A Clinical-oriented Multi-level Contrastive Learning Method for Disease Diagnosis in Low-quality Medical Images
Qingshan Hou, Shuai Cheng, Peng Cao, Jinzhu Yang, Xiaoli Liu, Osmar R. Zaiane, Yih Chung Tham
TL;DR
This work introduces CoMCL, a clinical-oriented multi-level contrastive learning framework designed to diagnose diseases from low-quality medical images. It constructs multi-level positive/negative pairs using a pre-trained lesion detector and applies three contrastive losses to separate lesion information from quality artifacts, while a self-paced, adaptive hard-negative mining scheme selects informative samples during training. Evaluations on EyeQ and NIH ChestXray14 demonstrate that CoMCL outperforms multiple state-of-the-art baselines and maintains robustness as image quality deteriorates. The combination of multi-level pairing and dynamic hard negative mining yields higher-quality lesion embeddings and improved diagnostic performance, with clear implications for more reliable clinical decision support in resource-constrained settings.
Abstract
Representation learning offers a conduit to elucidate distinctive features within the latent space and interpret the deep models.

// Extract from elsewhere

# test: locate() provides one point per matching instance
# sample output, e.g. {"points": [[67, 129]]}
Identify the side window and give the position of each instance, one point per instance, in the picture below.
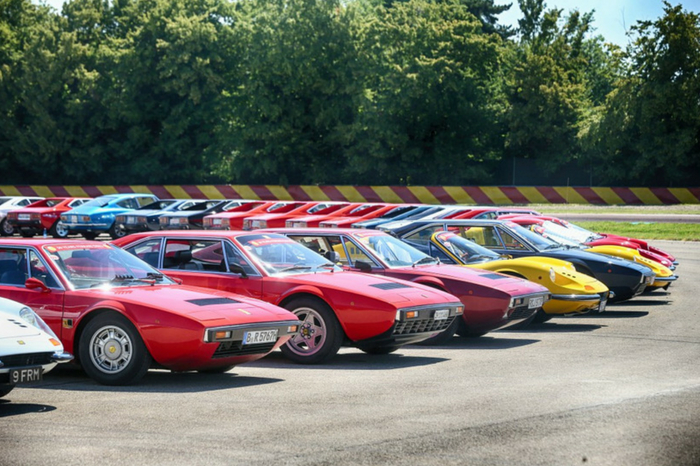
{"points": [[423, 236], [39, 270], [511, 242], [148, 251], [13, 266], [235, 256], [207, 255]]}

However, the randomness of lesion distribution and the complexity of low-quality factors in medical images pose great challenges for models to extract key lesion features. Disease diagnosis methods guided by contrastive learning (CL) have shown significant advantages in lesion feature representation. Nevertheless, the effectiveness of CL is highly dependent on the quality of the positive and negative sample pairs. In this work, we propose a clinical-oriented multi-level CL framework that aims to enhance the model's capacity to extract lesion features and discriminate between lesion and low-quality factors, thereby enabling more accurate disease diagnosis from low-quality medical images. Specifically, we first construct multi-level positive and negative pairs to enhance the model's comprehensive recognition capability of lesion features by integrating information from different levels and qualities of medical images. Moreover, to improve the quality of the learned lesion embeddings, we introduce a dynamic hard sample mining method based on self-paced learning. The proposed CL framework is validated on two public medical image datasets, EyeQ and Chest X-ray, demonstrating superior performance compared to other state-of-the-art disease diagnostic methods.